Peer Review: See syllabus
Due Date: See syllabus
Assignment Goal
Students should create a thesis-driven essay that explains how at least two different textual works (at least one literary text and one film) represented the violence of 20th century American riots by focusing on the underlying factors involved in them.
Assignment Description
The second essay assignment offers students the opportunity to explore how literature can help us understand the violence of urban riots. In turning to texts like Ann Petry's "In Darkness and Confusion," Walter Mosley's Little Scarlet, and Anna Deavere Smith's Fires in the Mirror, we can see how different authors gave narration to the themes surrounding race riots that we've discussed in class. In forming their argument about how these texts work to represent and fictionalize racial violence, students should reflect on the themes based on particular passages from the texts. They should also ask themselves, what is this text trying to tell me about race riots and racial violence in the United States at this time? Students should pay attention to what themes and ideas that they can find that connect different texts together. They should place these themes and ideas in their thesis statements, and use the thesis statement to define and explain how they will talk about these themes and ideas in the essay that follows. These themes and ideas should allow the student to explain the factors involved in the riots (the reasons, the causes, and the function of the riots). What do we need to know about why riots occur, and what can these texts tell us about the specific riots they narrate?
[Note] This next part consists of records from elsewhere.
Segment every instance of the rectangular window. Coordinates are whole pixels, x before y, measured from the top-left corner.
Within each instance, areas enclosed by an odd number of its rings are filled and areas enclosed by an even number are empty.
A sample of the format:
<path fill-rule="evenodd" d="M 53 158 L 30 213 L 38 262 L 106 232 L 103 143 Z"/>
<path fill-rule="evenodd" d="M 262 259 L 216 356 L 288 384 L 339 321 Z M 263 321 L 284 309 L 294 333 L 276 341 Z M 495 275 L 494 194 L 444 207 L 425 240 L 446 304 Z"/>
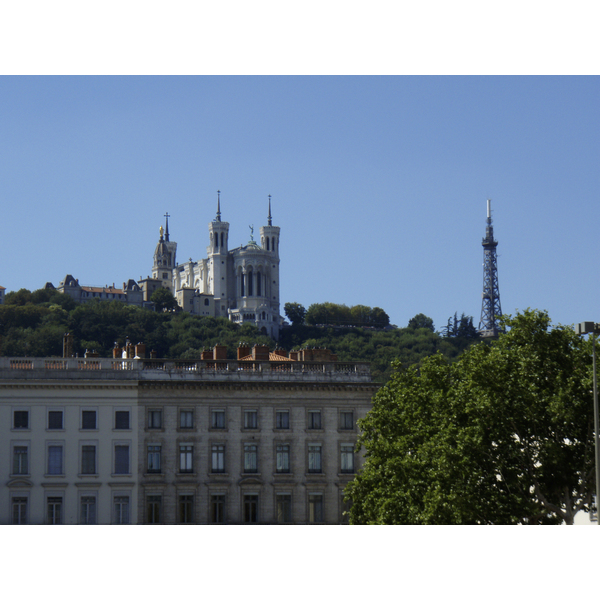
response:
<path fill-rule="evenodd" d="M 63 474 L 63 447 L 48 446 L 48 475 Z"/>
<path fill-rule="evenodd" d="M 354 446 L 342 444 L 340 447 L 340 467 L 342 473 L 354 473 Z"/>
<path fill-rule="evenodd" d="M 15 410 L 13 415 L 14 429 L 29 429 L 29 411 Z"/>
<path fill-rule="evenodd" d="M 213 410 L 210 425 L 212 429 L 225 429 L 225 411 L 222 409 Z"/>
<path fill-rule="evenodd" d="M 258 447 L 244 444 L 244 473 L 258 473 Z"/>
<path fill-rule="evenodd" d="M 308 428 L 309 429 L 321 429 L 321 411 L 320 410 L 309 410 L 308 411 Z"/>
<path fill-rule="evenodd" d="M 27 524 L 27 498 L 12 499 L 12 523 L 13 525 Z"/>
<path fill-rule="evenodd" d="M 317 444 L 308 445 L 308 472 L 321 473 L 321 446 Z"/>
<path fill-rule="evenodd" d="M 179 496 L 179 522 L 194 522 L 194 496 L 186 494 Z"/>
<path fill-rule="evenodd" d="M 96 446 L 81 446 L 81 473 L 96 474 Z"/>
<path fill-rule="evenodd" d="M 115 429 L 131 429 L 128 410 L 115 411 Z"/>
<path fill-rule="evenodd" d="M 225 494 L 212 494 L 210 497 L 210 522 L 225 523 Z"/>
<path fill-rule="evenodd" d="M 193 473 L 193 446 L 187 444 L 181 444 L 179 446 L 179 472 L 180 473 Z"/>
<path fill-rule="evenodd" d="M 257 429 L 257 428 L 258 428 L 258 411 L 245 410 L 244 411 L 244 429 Z"/>
<path fill-rule="evenodd" d="M 129 475 L 129 446 L 115 446 L 115 475 Z"/>
<path fill-rule="evenodd" d="M 290 472 L 290 445 L 289 444 L 277 444 L 277 472 L 278 473 L 289 473 Z"/>
<path fill-rule="evenodd" d="M 148 473 L 160 473 L 160 446 L 148 446 Z"/>
<path fill-rule="evenodd" d="M 277 494 L 277 522 L 291 523 L 292 521 L 292 496 L 291 494 Z"/>
<path fill-rule="evenodd" d="M 48 497 L 48 524 L 62 525 L 62 502 L 60 497 Z"/>
<path fill-rule="evenodd" d="M 62 410 L 48 411 L 48 429 L 63 428 L 63 412 Z"/>
<path fill-rule="evenodd" d="M 213 473 L 225 473 L 225 445 L 213 444 L 211 470 Z"/>
<path fill-rule="evenodd" d="M 96 429 L 96 411 L 81 411 L 81 429 Z"/>
<path fill-rule="evenodd" d="M 27 475 L 29 473 L 29 460 L 27 446 L 13 446 L 13 475 Z"/>
<path fill-rule="evenodd" d="M 81 519 L 82 525 L 96 524 L 96 497 L 81 496 Z"/>
<path fill-rule="evenodd" d="M 148 496 L 146 498 L 146 505 L 148 509 L 148 523 L 155 524 L 160 523 L 160 496 Z"/>
<path fill-rule="evenodd" d="M 148 429 L 160 429 L 162 427 L 162 410 L 148 411 Z"/>
<path fill-rule="evenodd" d="M 194 427 L 193 410 L 182 410 L 179 413 L 179 427 L 181 429 L 192 429 Z"/>
<path fill-rule="evenodd" d="M 258 523 L 258 496 L 244 494 L 244 523 Z"/>
<path fill-rule="evenodd" d="M 354 429 L 354 412 L 344 410 L 340 413 L 340 429 Z"/>
<path fill-rule="evenodd" d="M 115 525 L 129 525 L 129 496 L 114 497 L 113 523 Z"/>
<path fill-rule="evenodd" d="M 290 428 L 290 411 L 289 410 L 276 411 L 275 427 L 277 429 L 289 429 Z"/>
<path fill-rule="evenodd" d="M 308 495 L 308 521 L 309 523 L 323 522 L 323 494 Z"/>

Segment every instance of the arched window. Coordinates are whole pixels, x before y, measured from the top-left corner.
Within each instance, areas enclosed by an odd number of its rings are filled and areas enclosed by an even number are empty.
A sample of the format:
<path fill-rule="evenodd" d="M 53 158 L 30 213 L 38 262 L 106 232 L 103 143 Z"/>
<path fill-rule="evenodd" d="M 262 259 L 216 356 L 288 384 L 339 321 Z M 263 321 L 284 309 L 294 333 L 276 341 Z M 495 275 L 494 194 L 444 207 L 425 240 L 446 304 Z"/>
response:
<path fill-rule="evenodd" d="M 204 306 L 208 306 L 210 304 L 210 302 L 208 301 L 208 298 L 204 298 Z"/>
<path fill-rule="evenodd" d="M 256 273 L 256 295 L 262 296 L 262 273 L 257 271 Z"/>
<path fill-rule="evenodd" d="M 219 247 L 219 232 L 215 233 L 215 248 Z"/>
<path fill-rule="evenodd" d="M 221 231 L 221 248 L 223 248 L 223 246 L 225 246 L 225 244 L 223 243 L 223 240 L 225 239 L 223 236 L 225 234 Z"/>
<path fill-rule="evenodd" d="M 267 250 L 270 250 L 270 248 L 269 248 L 269 238 L 267 238 Z"/>
<path fill-rule="evenodd" d="M 245 277 L 246 277 L 246 275 L 244 274 L 244 272 L 240 270 L 240 296 L 246 295 L 246 286 L 244 285 Z"/>
<path fill-rule="evenodd" d="M 254 271 L 250 269 L 248 271 L 248 296 L 254 296 Z"/>
<path fill-rule="evenodd" d="M 271 240 L 271 249 L 273 250 L 273 252 L 275 252 L 275 238 L 274 237 Z"/>

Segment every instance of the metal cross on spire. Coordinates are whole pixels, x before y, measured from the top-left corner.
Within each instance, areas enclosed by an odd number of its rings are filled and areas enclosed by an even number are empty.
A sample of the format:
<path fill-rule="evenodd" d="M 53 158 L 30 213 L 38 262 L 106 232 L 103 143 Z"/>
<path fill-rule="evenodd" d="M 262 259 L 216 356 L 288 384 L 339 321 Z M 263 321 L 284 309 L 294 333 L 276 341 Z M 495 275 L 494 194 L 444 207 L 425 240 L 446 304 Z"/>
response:
<path fill-rule="evenodd" d="M 217 218 L 215 221 L 221 220 L 221 190 L 217 190 Z"/>
<path fill-rule="evenodd" d="M 171 215 L 168 213 L 168 211 L 165 213 L 165 219 L 166 219 L 166 227 L 165 227 L 165 242 L 169 241 L 169 217 Z"/>

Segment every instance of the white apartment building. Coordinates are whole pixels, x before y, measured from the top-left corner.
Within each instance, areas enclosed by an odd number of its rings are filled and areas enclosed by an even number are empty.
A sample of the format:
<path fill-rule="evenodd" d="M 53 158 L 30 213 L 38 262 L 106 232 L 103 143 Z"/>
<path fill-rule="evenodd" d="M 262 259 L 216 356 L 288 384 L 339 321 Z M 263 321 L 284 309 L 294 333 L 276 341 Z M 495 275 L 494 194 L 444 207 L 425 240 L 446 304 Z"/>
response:
<path fill-rule="evenodd" d="M 0 358 L 0 524 L 343 523 L 368 364 Z"/>

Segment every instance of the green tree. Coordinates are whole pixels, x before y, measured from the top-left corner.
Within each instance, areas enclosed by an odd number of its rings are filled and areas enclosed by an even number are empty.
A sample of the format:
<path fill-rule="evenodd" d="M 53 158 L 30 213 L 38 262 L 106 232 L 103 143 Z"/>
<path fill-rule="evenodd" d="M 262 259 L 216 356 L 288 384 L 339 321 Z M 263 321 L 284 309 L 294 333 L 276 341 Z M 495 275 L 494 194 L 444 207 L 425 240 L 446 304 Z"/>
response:
<path fill-rule="evenodd" d="M 24 306 L 28 302 L 31 302 L 31 292 L 26 288 L 21 288 L 18 292 L 8 292 L 4 296 L 4 304 Z"/>
<path fill-rule="evenodd" d="M 157 289 L 150 296 L 150 302 L 154 302 L 154 306 L 158 312 L 173 310 L 178 307 L 177 300 L 173 297 L 171 290 L 164 287 Z"/>
<path fill-rule="evenodd" d="M 433 326 L 433 319 L 431 317 L 425 316 L 423 313 L 419 313 L 415 315 L 408 322 L 408 326 L 411 329 L 429 329 L 430 331 L 435 331 L 435 327 Z"/>
<path fill-rule="evenodd" d="M 590 343 L 527 310 L 397 370 L 360 422 L 352 523 L 573 523 L 594 486 Z"/>
<path fill-rule="evenodd" d="M 306 308 L 298 302 L 286 302 L 283 306 L 285 316 L 290 320 L 292 325 L 303 325 L 304 317 L 306 317 Z"/>

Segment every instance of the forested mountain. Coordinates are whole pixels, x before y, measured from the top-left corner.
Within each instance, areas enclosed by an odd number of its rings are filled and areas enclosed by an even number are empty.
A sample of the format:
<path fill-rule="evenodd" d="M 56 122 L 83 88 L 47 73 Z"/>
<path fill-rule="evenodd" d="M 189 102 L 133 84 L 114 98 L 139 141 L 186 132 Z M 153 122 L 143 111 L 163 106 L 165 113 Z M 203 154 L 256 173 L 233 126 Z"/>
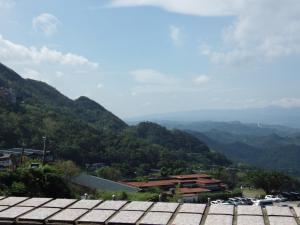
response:
<path fill-rule="evenodd" d="M 162 122 L 204 141 L 236 162 L 300 174 L 299 130 L 284 126 L 240 122 Z"/>
<path fill-rule="evenodd" d="M 86 97 L 73 101 L 46 83 L 23 79 L 2 64 L 0 106 L 0 149 L 19 147 L 23 142 L 41 148 L 42 137 L 47 136 L 47 148 L 57 158 L 79 164 L 103 162 L 121 168 L 124 176 L 134 175 L 140 167 L 146 171 L 230 163 L 188 133 L 154 124 L 129 127 Z"/>

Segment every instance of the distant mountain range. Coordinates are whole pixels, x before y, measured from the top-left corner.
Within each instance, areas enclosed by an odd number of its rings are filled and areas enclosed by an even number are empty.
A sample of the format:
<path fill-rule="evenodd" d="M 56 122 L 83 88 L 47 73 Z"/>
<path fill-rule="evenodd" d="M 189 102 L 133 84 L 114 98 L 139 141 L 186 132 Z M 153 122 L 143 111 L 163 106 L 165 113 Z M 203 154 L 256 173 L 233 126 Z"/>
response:
<path fill-rule="evenodd" d="M 182 129 L 236 162 L 300 175 L 300 130 L 240 122 L 160 121 Z"/>
<path fill-rule="evenodd" d="M 128 126 L 87 97 L 69 99 L 46 83 L 23 79 L 0 63 L 0 149 L 47 149 L 78 164 L 102 162 L 124 177 L 166 167 L 170 172 L 193 164 L 229 165 L 222 154 L 185 131 L 153 123 Z"/>
<path fill-rule="evenodd" d="M 147 115 L 128 118 L 128 122 L 136 121 L 240 121 L 255 124 L 277 124 L 300 128 L 300 108 L 248 108 L 248 109 L 203 109 L 199 111 L 182 111 L 165 114 Z"/>

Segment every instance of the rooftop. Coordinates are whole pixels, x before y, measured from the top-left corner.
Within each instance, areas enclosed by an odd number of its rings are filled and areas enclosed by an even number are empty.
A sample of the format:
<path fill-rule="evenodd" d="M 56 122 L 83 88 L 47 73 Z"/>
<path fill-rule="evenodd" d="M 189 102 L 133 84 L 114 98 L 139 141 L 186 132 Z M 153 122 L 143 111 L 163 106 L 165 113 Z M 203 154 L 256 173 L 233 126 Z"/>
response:
<path fill-rule="evenodd" d="M 8 197 L 0 224 L 300 225 L 300 208 Z"/>

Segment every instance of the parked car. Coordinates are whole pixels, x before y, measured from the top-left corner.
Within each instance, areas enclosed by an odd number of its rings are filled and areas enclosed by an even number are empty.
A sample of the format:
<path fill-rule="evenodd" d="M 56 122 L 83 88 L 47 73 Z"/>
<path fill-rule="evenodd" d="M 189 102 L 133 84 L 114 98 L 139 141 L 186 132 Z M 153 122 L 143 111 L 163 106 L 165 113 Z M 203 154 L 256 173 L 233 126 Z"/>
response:
<path fill-rule="evenodd" d="M 300 200 L 300 194 L 298 192 L 290 192 L 290 194 L 294 197 L 295 200 Z"/>
<path fill-rule="evenodd" d="M 265 199 L 271 200 L 273 202 L 281 202 L 281 198 L 275 195 L 266 195 Z"/>
<path fill-rule="evenodd" d="M 269 199 L 259 199 L 253 201 L 254 205 L 259 205 L 259 206 L 266 206 L 266 205 L 273 205 L 273 201 Z"/>

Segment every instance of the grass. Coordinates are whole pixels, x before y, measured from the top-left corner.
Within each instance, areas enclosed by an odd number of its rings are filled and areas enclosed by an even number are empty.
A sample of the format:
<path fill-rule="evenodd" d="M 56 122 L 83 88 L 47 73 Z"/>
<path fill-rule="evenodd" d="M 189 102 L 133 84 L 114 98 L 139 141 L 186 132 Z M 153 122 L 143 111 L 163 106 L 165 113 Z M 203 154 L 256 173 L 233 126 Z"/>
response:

As they structure their ideas and notes into paragraphs, students will use evidence from the texts and the films to explain the phenomena of race riots. They should be careful to organize their paragraphs around these themes and ideas, to use specific passages or scenes from the texts and films as evidence, and to explain what that evidence means in their critical thinking. As always, once students have turned to a particular text for evidence they should briefly summarize the story and the immediate part of the story they want to talk about (the same goes for the film).